La scelta è arrivata nell’estate del 2022. «Mi sono trasferito in Puglia l’8 settembre, il giorno dell’armistizio» racconta. «Ma ho deciso a giugno, quando durante un’intervista mi sono bloccato e focalizzato su un’immagine precisa: io, al mare, al Sud, lontano dal mio vortice di iperproduttività. Ero abituato a gestire lo stress, avevo girato il mondo seguendo le rotte dell’innovazione tecnologica tra gli Stati Uniti, l’Africa, i Paesi arabi… Non era la città a non piacermi più, ero io a non piacermi più a Milano. Al Sud ho riscoperto il valore del tempo e conosciuto una decadente felicità».
Cresciuto a Baranzate di Bollate, circondato «da una forte matrice culturale meridionale», ha capito che la South way of life era il suo Eldorado. «Certo, ho dovuto mollare alcuni lavori e adottare nuove abitudini, come la controra: mai cercare un negozio aperto prima delle 16… In cambio ho un ritmo di vita più dilatato, guadagno un terzo ma spendo anche un terzo». A seguire il sogno di Alessandro, la compagna Eleonora, la figlia teenager, tre cani, un gatto e un via vai di amici che fanno tappa tra la Valle d’Itria, dove ha ristrutturato un trullo, e Taranto, dove è facile incontrarlo al porto mentre armeggia con la sua piccola barca «al costo di una moto usata».
Alessandro Vitale, 32 anni
A Londra coltivo orti urbani. E faccio la mia rivoluzione
In America e in Inghilterra è già un mito per i suoi video che insegnano a trasformare terrazzi e giardini urbani in orti bio dal sapore mediterraneo. Ma c’è da scommettere che Alessandro Vitale alias @_spicymoustache_ diventerà una star anche in Italia. Il 27 agosto esce Giardinaggio ribelle (Corbaccio), manuale di consigli per far germogliare il proprio pollice verde. «Sono nato vicino a Verona e ho passato l’infanzia in campagna con mio nonno» racconta. «Quando è mancato, ho perso il contatto con questa mia parte green. Mentre studiavo Scienze della Comunicazione ho lavorato per un brand di scarpe e in un’azienda vinicola, ma non ero soddisfatto. Così, nell’estate dei miei 22 anni, ho deciso di lasciare l’Italia per Londra senza la minima idea di come mi sarei mantenuto. All’inizio lavavo i bicchieri in un pub alla sera e di giorno facevo tatuaggi. Sono stato poi responsabile in una ditta di trasporti e in una di delivery, ero apprezzato così mi sono detto: se sono tanto bravo, provo a mettermi in proprio».
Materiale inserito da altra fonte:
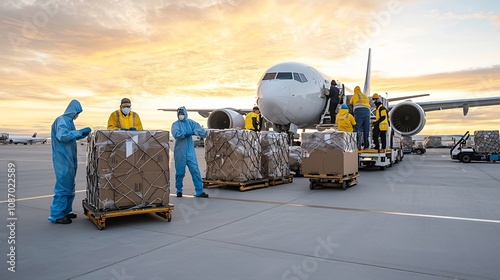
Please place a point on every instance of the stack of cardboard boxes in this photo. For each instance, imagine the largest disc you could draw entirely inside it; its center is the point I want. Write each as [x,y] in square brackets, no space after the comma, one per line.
[233,155]
[127,169]
[329,152]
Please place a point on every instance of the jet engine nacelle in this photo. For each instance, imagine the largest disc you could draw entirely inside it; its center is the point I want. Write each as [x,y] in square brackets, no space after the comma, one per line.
[408,118]
[225,118]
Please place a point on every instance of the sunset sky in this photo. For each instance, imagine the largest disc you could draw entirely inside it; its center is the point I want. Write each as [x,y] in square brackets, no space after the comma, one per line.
[212,53]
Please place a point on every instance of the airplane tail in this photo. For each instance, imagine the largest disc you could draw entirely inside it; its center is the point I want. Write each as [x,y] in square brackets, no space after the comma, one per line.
[366,89]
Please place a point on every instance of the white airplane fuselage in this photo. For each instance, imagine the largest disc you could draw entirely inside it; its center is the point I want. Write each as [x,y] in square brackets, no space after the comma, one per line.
[285,97]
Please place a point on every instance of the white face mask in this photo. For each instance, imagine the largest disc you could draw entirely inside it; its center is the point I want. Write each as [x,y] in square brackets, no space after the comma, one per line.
[126,110]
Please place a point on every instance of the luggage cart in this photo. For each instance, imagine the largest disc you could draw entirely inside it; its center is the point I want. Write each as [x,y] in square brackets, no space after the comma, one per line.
[332,180]
[280,180]
[244,186]
[98,217]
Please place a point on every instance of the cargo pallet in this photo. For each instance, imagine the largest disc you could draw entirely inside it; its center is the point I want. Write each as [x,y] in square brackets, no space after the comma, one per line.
[98,217]
[244,186]
[332,180]
[273,181]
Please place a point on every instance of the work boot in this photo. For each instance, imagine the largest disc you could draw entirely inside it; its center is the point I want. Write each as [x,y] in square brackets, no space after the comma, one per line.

L’idea di un progetto social tra giardinaggio e cucina è nata per caso («A Londra avevo iniziato a piantare semini di peperoncino in casa»), ma il successo è il frutto di dedizione («Ho studiato videoediting di notte»). «A chi mi dice che fare orti biologici in città è impossibile, rispondo che è molto più importante mangiare senza pesticidi che preoccuparsi dell’aria inquinata. La mia rebellion è questa: essere più autosufficiente possibile, evitare sprechi in cucina, non dipendere dalle corporation alimentari».